Marginalia Search Engine Software Documentation

2.4.4 - Directory Tree

For relatively small websites, ad-hoc side-loading is available directly from a folder structure on the hard drive. This is intended for loading manuals, documentation and similar data sets that are large and slowly changing.

A website can be archived with wget, like this

wget -nc -x --continue -w 1 -r -A "html" "docs.marginalia.nu"

After doing this to a bunch of websites, create a YAML file in the upload directory, with contents something like this:

sources:
- name: jdk-20
  dir: "jdk-20/"
  domainName: "docs.oracle.com"
  baseUrl: "https://docs.oracle.com/en/java/javase/20/docs"
  keywords:
  - "java"
  - "docs"
  - "documentation"
  - "javadoc"
- name: python3
  dir: "python-3.11.5/"
  domainName: "docs.python.org"
  baseUrl: "https://docs.python.org/3/"
  keywords:
  - "python"
  - "docs"
  - "documentation"
- name: mariadb.com
  dir: "mariadb.com/"
  domainName: "mariadb.com"
  baseUrl: "https://mariadb.com/"
  keywords:
  - "sql"
  - "docs"
  - "mariadb"
  - "mysql"

The fields in the above are

parameter description
name Purely informative
dir Path of website contents relative to the location of the yaml file
domainName The domain name of the website
baseUrl This URL will be prefixed to the contents of dir
keywords These supplemental keywords will be injected in each document

The directory structure corresponding to the above might look like this:

docs-index.yaml
jdk-20/
jdk-20/resources/
jdk-20/api/
jdk-20/api/[...]
jdk-20/specs/
jdk-20/specs/[...]
jdk-20/index.html
mariadb.com
mariadb.com/kb/
mariadb.com/kb/[...]
python-3.11.5
python-3.11.5/genindex-B.html
python-3.11.5/library/
python-3.11.5/distutils/
python-3.11.5/[...]
[...]

So e.g. the file jdk-20/api/java.base/java/lang/Thread.html would refer to the URL https://docs.oracle.com/en/java/javase/20/docs/api/java.base/java/lang/Thread.html.

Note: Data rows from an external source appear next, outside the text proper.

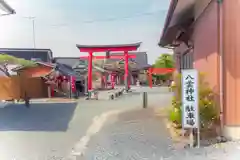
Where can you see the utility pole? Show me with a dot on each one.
(33, 30)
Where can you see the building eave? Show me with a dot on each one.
(171, 10)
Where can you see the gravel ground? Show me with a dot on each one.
(138, 135)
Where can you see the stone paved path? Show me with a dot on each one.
(136, 134)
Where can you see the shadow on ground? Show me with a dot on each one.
(39, 117)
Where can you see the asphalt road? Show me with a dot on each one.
(49, 131)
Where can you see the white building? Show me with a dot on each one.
(5, 9)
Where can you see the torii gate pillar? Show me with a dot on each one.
(108, 48)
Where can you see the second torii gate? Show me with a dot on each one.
(108, 48)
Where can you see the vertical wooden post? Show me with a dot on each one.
(150, 70)
(126, 71)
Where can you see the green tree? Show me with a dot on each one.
(164, 61)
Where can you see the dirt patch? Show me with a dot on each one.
(180, 137)
(175, 134)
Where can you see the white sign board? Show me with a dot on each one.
(190, 115)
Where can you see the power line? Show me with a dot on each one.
(144, 14)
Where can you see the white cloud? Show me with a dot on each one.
(17, 31)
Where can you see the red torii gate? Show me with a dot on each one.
(108, 48)
(158, 71)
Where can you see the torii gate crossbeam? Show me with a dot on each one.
(108, 48)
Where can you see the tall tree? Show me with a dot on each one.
(164, 61)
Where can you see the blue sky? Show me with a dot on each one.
(61, 24)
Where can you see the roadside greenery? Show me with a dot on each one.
(209, 114)
(4, 58)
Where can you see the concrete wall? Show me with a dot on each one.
(205, 38)
(231, 51)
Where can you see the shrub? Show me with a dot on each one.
(207, 106)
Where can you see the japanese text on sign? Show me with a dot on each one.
(190, 98)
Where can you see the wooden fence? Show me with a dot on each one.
(15, 87)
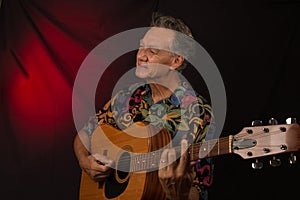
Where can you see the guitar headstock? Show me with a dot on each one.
(258, 141)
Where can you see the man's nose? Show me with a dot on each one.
(142, 54)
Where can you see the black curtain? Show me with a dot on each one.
(255, 45)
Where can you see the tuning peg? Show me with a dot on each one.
(273, 121)
(256, 123)
(275, 162)
(292, 159)
(291, 120)
(257, 164)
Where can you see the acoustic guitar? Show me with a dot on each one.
(136, 152)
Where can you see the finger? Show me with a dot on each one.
(183, 163)
(163, 160)
(103, 160)
(172, 158)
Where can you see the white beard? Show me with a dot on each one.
(152, 71)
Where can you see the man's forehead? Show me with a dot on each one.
(158, 37)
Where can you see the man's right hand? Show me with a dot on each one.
(98, 167)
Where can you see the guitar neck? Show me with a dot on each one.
(205, 149)
(211, 148)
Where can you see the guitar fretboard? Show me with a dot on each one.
(205, 149)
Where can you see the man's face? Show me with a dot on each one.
(153, 59)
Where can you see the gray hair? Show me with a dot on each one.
(181, 43)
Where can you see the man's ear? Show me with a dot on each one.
(177, 61)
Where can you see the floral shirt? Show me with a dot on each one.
(184, 112)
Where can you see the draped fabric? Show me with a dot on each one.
(255, 45)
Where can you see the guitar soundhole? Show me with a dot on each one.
(117, 182)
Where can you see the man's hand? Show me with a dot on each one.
(175, 177)
(98, 167)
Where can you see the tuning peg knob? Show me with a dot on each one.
(291, 120)
(273, 121)
(257, 164)
(292, 159)
(256, 123)
(275, 162)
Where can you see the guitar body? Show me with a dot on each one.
(118, 145)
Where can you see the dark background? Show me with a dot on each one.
(255, 45)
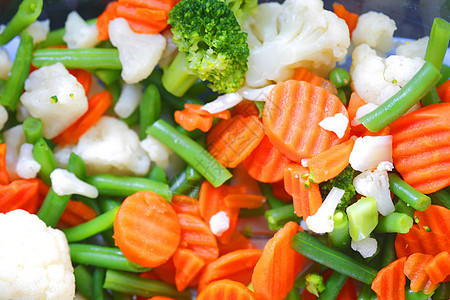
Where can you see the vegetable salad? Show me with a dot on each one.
(219, 149)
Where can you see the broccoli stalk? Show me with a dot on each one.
(212, 44)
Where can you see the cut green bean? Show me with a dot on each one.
(124, 186)
(103, 257)
(403, 100)
(190, 151)
(19, 73)
(28, 12)
(332, 258)
(407, 193)
(88, 58)
(149, 109)
(133, 284)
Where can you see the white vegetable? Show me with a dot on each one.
(322, 220)
(39, 30)
(366, 247)
(297, 33)
(34, 259)
(129, 100)
(337, 124)
(138, 53)
(222, 103)
(111, 147)
(55, 97)
(219, 223)
(375, 29)
(376, 185)
(66, 183)
(369, 151)
(27, 167)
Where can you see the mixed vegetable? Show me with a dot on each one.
(148, 152)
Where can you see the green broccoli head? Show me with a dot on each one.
(215, 46)
(344, 181)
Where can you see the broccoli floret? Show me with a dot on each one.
(344, 181)
(211, 40)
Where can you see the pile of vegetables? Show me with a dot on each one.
(146, 152)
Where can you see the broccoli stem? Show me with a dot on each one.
(177, 78)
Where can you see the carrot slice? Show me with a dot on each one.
(291, 119)
(330, 163)
(229, 265)
(98, 105)
(187, 266)
(274, 274)
(231, 141)
(266, 163)
(196, 236)
(420, 148)
(302, 74)
(226, 289)
(146, 229)
(390, 281)
(307, 200)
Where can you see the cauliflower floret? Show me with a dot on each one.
(34, 259)
(79, 34)
(375, 29)
(376, 79)
(111, 147)
(376, 185)
(55, 97)
(297, 33)
(138, 53)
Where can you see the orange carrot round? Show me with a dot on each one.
(146, 229)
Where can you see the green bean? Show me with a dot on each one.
(32, 128)
(103, 257)
(149, 109)
(407, 193)
(190, 151)
(403, 100)
(19, 73)
(133, 284)
(88, 58)
(313, 249)
(28, 12)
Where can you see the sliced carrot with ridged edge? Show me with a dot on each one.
(226, 289)
(275, 273)
(197, 236)
(291, 119)
(389, 284)
(231, 141)
(302, 74)
(266, 163)
(420, 147)
(307, 200)
(146, 229)
(234, 263)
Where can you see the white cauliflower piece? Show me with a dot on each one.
(27, 167)
(375, 29)
(66, 183)
(369, 151)
(111, 147)
(53, 95)
(5, 64)
(297, 33)
(79, 34)
(322, 221)
(138, 53)
(34, 259)
(376, 79)
(39, 30)
(376, 185)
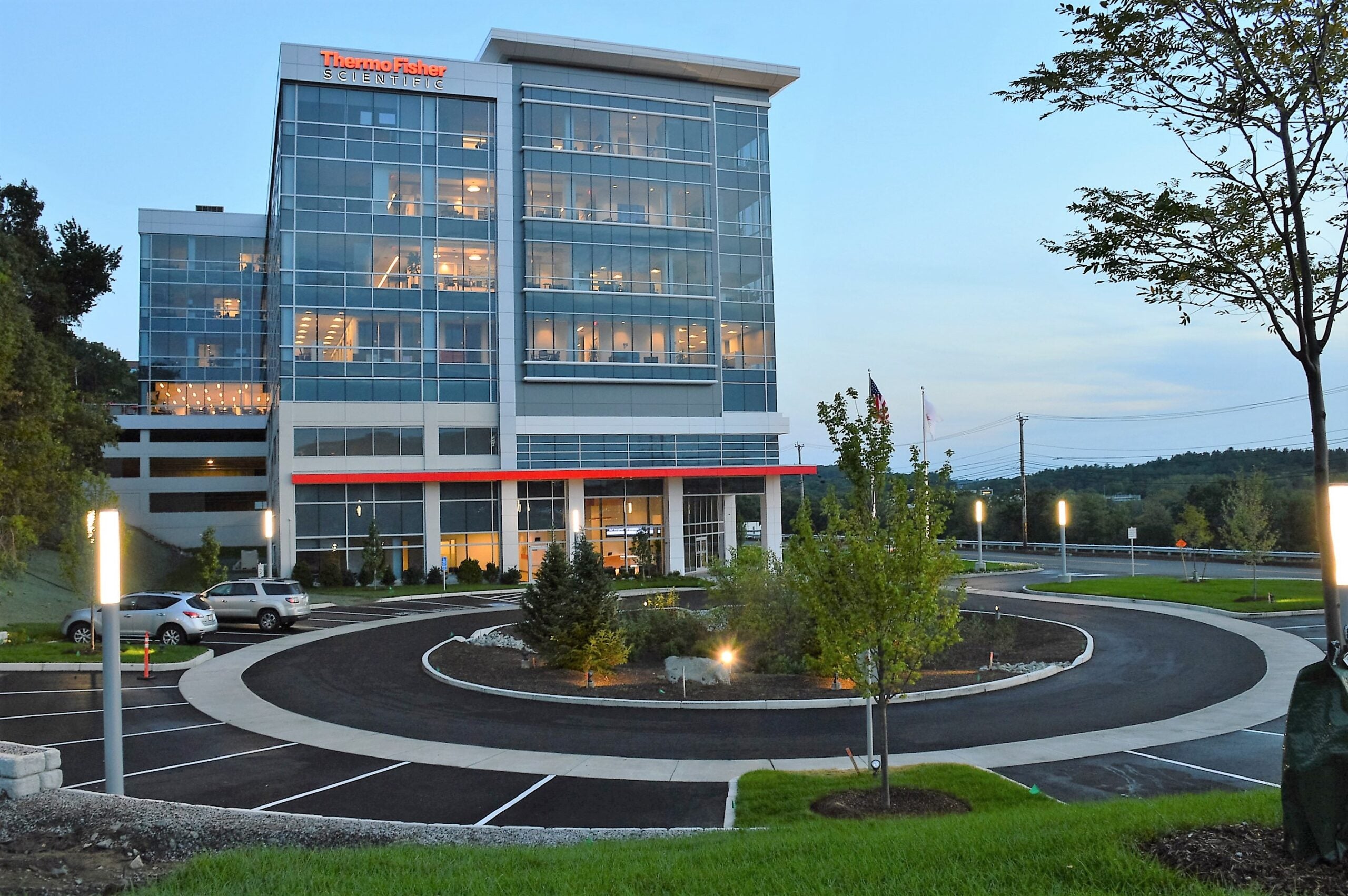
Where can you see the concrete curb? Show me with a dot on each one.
(223, 695)
(820, 702)
(97, 668)
(1147, 601)
(1032, 569)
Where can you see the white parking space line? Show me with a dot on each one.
(200, 762)
(534, 787)
(85, 712)
(249, 634)
(158, 731)
(1202, 769)
(320, 790)
(91, 690)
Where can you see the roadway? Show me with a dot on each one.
(1145, 668)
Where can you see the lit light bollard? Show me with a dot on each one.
(269, 531)
(978, 518)
(1339, 540)
(1063, 530)
(110, 596)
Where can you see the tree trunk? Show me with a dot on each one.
(1320, 452)
(885, 748)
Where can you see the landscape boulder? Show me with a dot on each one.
(696, 669)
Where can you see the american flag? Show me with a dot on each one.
(880, 407)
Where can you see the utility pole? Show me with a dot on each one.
(1025, 494)
(800, 463)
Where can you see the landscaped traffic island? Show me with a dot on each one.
(1015, 646)
(1235, 594)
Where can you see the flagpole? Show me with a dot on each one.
(924, 425)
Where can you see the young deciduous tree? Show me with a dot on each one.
(1257, 92)
(1196, 533)
(206, 561)
(1247, 529)
(873, 577)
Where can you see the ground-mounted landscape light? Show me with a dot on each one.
(727, 658)
(1339, 540)
(269, 531)
(1063, 533)
(978, 518)
(108, 547)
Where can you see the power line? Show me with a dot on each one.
(1175, 415)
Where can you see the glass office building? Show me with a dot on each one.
(491, 305)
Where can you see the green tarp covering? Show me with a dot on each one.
(1315, 766)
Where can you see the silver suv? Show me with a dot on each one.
(173, 618)
(273, 603)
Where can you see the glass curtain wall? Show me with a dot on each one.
(383, 211)
(201, 325)
(335, 519)
(618, 201)
(617, 512)
(745, 258)
(542, 521)
(470, 523)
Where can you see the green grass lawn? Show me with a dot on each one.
(42, 643)
(1012, 844)
(1223, 593)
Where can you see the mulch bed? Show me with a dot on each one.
(77, 861)
(904, 801)
(1246, 856)
(499, 668)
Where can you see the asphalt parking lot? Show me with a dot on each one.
(1239, 760)
(174, 752)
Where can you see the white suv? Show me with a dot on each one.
(273, 603)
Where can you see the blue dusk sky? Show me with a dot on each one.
(908, 201)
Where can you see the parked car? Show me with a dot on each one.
(273, 603)
(172, 618)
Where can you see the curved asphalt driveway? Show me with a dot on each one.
(1146, 668)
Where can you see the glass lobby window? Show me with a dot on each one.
(470, 522)
(541, 510)
(747, 345)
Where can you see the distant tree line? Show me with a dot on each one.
(1164, 487)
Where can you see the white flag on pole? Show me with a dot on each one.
(929, 418)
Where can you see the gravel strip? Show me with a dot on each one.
(173, 832)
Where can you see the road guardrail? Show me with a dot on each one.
(1291, 558)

After creating the directory structure, go to the Index Nodes -> Node N -> Actions -> Sideload Dirtree, and select the directory containing the structure. Then click ‘Sideload Dirtree`. This will process the data, so that it can be loaded.

Sideload Dirtree form

As usual with sideloaded data, after the data has been processed it can be loaded by going to Index Nodes -> Node N -> Actions -> Load Processed Data.